Clara Celinda Mosquera Vasquez

Friday, July 01, 2005

EL DILEMA DE LA PÍLDORA

En las últimas semanas, en nuestro país, se han desatado múltiples discusiones en relación a la decisión de la Ministra de Salud de incluir “la píldora del día siguiente” en los programas sociales de planificación familiar. Mientras que los sectores liberales están a favor de dicha decisión en el entendido que ello disminuiría notablemente la elevada tasa de abortos practicados en el país, los sectores más conservadores no han dudado en tildarla de abortiva, a pesar que la píldora en cuestión se viene comercializando desde hace varios años.

Dejando de lado polémicas de índole médico y/o religioso, quiero trasladar esta discusión al ámbito del derecho para ver si realmente “la píldora del día siguiente” atenta contra algún derecho protegido por nuestra legislación y de ser así, determinar si su uso es legal o no.

En primer lugar habría que señalar la función de la píldora. Los especialistas indican que la controvertida pastilla dificulta que el espermatozoide fecunde al óvulo: por un lado, porque impide la salida del óvulo, y por el otro, porque hace que el moco cervical se torne espeso, imposibilitando que los espermatozoides asciendan por el cuello uterino. Es decir no hay fecundación y mucho menos concepción.

Hay que anotar que los procesos de fecundación y concepción son distintos: mientras la fecundación define el momento de la unión del óvulo y el espermatozoide, la concepción comprende el momento en que el producto se implanta en el útero.

Veamos ahora lo que dice nuestra legislación al respecto. La Carta Magna en su artículo primero protege al concebido, señalando que es sujeto de derecho para todo cuanto le favorece, es decir, goza de todos los derechos, incluyendo obviamente el derecho a la vida.

El Código Civil por su parte adopta similar posición en su artículo 1°, pero añadiendo además que la vida humana comienza con la concepción.
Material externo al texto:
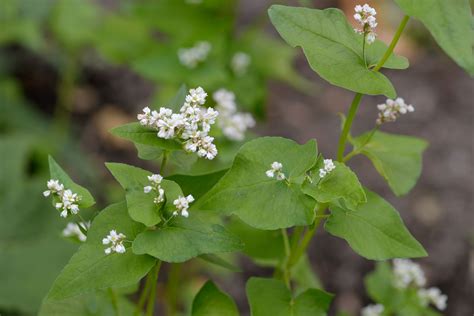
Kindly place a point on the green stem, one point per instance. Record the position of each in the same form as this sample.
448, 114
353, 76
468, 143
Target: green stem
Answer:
299, 251
164, 161
347, 126
150, 308
392, 45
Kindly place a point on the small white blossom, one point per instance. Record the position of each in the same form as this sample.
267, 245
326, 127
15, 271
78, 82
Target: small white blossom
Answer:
433, 296
191, 125
115, 240
240, 63
372, 310
182, 205
191, 57
327, 168
392, 109
276, 171
408, 273
73, 230
365, 16
155, 181
232, 123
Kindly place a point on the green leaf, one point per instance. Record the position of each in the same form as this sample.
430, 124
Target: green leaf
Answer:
95, 304
141, 207
341, 183
186, 238
333, 49
91, 269
272, 297
143, 135
211, 301
397, 158
260, 201
374, 230
450, 23
74, 22
197, 185
58, 173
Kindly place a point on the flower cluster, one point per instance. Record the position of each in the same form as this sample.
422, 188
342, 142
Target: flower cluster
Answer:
155, 181
233, 124
115, 240
276, 171
372, 310
240, 63
191, 125
407, 273
191, 57
328, 167
392, 109
73, 230
365, 16
67, 199
182, 205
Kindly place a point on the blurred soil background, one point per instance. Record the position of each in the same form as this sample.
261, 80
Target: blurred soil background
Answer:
439, 211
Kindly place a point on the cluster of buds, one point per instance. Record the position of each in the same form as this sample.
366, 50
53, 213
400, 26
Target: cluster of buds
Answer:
115, 240
276, 171
73, 230
365, 16
240, 63
392, 109
233, 124
191, 57
191, 125
407, 273
68, 200
155, 181
182, 205
327, 168
372, 310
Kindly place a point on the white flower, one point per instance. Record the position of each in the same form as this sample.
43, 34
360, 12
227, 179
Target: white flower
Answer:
115, 240
365, 16
155, 181
327, 168
53, 187
232, 123
239, 63
276, 171
191, 57
408, 273
434, 296
73, 230
190, 126
372, 310
392, 109
182, 205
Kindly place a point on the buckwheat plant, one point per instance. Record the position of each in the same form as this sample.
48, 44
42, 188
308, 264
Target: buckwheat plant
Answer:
278, 191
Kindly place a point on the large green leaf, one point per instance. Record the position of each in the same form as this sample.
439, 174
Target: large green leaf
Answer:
341, 183
374, 230
334, 50
211, 301
450, 23
58, 173
397, 158
272, 297
258, 200
186, 238
140, 204
91, 269
143, 135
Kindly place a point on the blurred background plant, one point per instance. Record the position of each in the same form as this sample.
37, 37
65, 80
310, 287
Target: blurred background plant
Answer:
72, 69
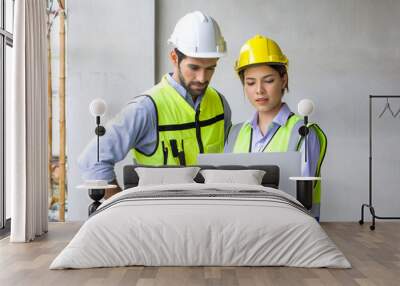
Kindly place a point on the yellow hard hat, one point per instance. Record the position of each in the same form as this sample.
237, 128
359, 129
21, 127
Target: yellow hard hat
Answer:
258, 50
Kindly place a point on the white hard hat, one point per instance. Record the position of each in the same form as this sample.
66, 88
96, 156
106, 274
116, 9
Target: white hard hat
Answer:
198, 35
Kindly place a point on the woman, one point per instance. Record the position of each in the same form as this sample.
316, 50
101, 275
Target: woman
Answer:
262, 68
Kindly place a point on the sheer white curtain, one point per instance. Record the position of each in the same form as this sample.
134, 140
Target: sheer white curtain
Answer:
27, 123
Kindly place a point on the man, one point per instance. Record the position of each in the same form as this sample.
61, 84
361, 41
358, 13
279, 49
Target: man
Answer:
179, 117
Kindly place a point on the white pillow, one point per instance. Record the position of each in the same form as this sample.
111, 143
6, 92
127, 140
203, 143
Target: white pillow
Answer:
249, 177
166, 176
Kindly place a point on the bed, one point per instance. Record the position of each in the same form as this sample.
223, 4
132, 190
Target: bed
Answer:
201, 224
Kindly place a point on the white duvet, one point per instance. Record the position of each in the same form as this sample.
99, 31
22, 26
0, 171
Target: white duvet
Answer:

En tanto el Código de los Niños y Adolescentes en su artículo I del Título Preliminar establece que el Estado protege al concebido para todo cuanto le favorece, y añade en el artículo 1° que todo niño y adolescente tienen derecho a la vida desde el momento de la concepción.

Es decir, para nuestra legislación (estemos o no de acuerdo) no se puede hablar de inicio de la vida humana antes de la concepción, sino sólo y exclusivamente a partir de ella. Por tanto no protege el proceso de la fecundación tampoco a los gametos (óvulos y espermatozoides) en forma independiente, se puede concluir por ello que el uso de “la píldora del día siguiente” en nuestro país no viola el ordenamiento legal.

Sin embargo, considero que la protección a la vida humana por parte de la legislación peruana debería ser más amplia debido a que como bien señalan los especialistas la vida humana no comienza con la implantación del producto en el útero de la mujer sino mucho antes, con la fecundación; es decir, desde el momento de la unión de los gametos estamos frente a una nueva vida, dotada de su propia información genética que la hace diferente a la de los demás. Una protección de este tipo impediría que se atente contra la vida de los embriones y que sean sometidos a tratamientos que atentan contra la dignidad humana, como sucede en el caso de los bancos de embriones.

Los gametos en forma independiente no significan vida en sí mismos salvo que se unan, es más, la píldora del día siguiente tampoco los elimina, lo único que hace es impedir su unión. Sin embargo no puedo dejar de señalar que desde un punto de vista ético resultan cuestionables algunos malos usos que se hacen de ellos, comercializándolos o sometiéndolos a experimentación.

Considero pues que una discusión sobre la defensa de la vida en nuestro país no debería comenzar por el uso de “la píldora del día siguiente” pues su empleo, como lo hemos demostrado no es ilegal; más bien debería tomarse conciencia del tratamiento a la vida humana que se da en los bien montados bancos de embriones, donde centenares de éstos son eliminados regularmente, sin que nadie diga nada.